In the second (5:27-30) Jesus reaffirms the prohibition against adultery (Exodus 20:14), but goes beyond i.e. to the intention of the heart. In the third (5:31-32) which is related to divorce, Jesus simply prohibits it.

The fourth of the six antitheses is completely a Matthean composition. There is no precedence for the absolute prohibition of oaths in Judaism. Rather, an oath invoked God to guarantee the truth of what was being sworn or promised, or to punish the one taking the oath if he was not faithful to his word. The Matthean Jesus here rules out oaths completely. He rejects not only false and unnecessary oaths, but also any attempt to bolster one’s statement claim to truth beyond the bare statement of it. It is a demand for truthfulness in everything that one says.

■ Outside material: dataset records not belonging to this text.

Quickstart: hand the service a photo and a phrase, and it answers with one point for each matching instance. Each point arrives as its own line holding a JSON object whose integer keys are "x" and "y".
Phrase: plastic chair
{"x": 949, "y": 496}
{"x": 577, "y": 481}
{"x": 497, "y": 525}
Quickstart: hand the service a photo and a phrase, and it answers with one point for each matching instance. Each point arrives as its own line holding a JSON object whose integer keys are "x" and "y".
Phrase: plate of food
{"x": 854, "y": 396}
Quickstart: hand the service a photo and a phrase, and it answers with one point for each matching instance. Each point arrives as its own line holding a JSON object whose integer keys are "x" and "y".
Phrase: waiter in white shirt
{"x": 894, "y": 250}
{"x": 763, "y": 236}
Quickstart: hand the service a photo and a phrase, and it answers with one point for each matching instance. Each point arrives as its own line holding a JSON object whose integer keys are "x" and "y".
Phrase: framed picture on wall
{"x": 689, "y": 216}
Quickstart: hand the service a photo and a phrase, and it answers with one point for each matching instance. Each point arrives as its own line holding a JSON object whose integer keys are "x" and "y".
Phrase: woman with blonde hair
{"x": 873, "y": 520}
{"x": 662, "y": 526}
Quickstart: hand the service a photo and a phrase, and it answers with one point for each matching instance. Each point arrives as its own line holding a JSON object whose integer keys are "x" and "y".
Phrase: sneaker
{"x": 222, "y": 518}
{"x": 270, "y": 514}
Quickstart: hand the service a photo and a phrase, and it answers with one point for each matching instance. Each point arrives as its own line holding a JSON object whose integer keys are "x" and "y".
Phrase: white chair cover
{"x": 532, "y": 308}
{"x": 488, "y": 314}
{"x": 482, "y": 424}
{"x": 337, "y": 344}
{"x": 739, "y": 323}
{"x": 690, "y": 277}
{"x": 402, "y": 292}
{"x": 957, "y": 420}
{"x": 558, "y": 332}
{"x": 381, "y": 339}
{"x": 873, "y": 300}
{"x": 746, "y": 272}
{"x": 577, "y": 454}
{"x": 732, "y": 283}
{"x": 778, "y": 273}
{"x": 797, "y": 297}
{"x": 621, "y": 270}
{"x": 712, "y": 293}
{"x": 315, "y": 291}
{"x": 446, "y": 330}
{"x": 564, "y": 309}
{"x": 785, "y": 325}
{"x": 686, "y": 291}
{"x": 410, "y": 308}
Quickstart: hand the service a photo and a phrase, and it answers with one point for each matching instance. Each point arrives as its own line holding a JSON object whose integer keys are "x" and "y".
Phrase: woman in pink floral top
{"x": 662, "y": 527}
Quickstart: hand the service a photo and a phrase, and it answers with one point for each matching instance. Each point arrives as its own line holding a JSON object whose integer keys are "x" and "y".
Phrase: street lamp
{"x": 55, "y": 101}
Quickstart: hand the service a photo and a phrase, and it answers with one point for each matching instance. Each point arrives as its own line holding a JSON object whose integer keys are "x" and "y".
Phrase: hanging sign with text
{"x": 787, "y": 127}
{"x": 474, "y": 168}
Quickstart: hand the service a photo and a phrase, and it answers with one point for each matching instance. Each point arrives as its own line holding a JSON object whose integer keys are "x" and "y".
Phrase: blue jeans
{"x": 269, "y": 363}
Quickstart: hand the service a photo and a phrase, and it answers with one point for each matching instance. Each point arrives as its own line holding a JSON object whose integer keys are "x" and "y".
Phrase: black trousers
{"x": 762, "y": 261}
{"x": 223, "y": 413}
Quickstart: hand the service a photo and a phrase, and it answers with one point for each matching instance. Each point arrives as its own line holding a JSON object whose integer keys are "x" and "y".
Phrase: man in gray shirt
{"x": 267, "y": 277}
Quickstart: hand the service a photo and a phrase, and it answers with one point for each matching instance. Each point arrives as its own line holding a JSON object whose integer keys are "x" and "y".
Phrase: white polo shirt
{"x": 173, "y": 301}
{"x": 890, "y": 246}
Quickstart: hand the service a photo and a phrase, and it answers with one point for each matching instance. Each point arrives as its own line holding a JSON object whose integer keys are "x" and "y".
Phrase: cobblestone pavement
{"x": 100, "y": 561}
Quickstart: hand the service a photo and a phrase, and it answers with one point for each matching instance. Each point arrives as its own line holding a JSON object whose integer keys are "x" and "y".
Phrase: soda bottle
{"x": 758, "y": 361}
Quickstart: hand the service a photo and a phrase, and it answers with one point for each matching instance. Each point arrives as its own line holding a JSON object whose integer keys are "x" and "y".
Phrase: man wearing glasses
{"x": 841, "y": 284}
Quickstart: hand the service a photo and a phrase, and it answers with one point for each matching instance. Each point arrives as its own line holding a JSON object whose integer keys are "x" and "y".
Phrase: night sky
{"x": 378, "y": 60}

Thus Jesus reiterates and states even more emphatically what Ben Sirach had written centuries before namely that one chooses to obey the commandments of God as a matter of one’s own free choice. To choose obedience is to choose life. God will respect the free choice of every individual.

In order to do this we require wisdom, which is a gift from God. It is God’s Spirit which is given freely which helps us choose always what is right and good.

While laws, rules and regulations are necessary and help towards order, it is also possible that they can become ends in themselves and not as they are meant to be, means to an end. We might follow in some cases the letter of the law, but miss out on its spirit. We might even follow the rule or law only because we are afraid of getting caught and punished and not because we are convinced of it.

There is sometimes in our understanding of Christianity too much emphasis on what constitutes and does not constitute sin, and on how far we can go before we commit sin. The real question we must ask is how far we must go in love.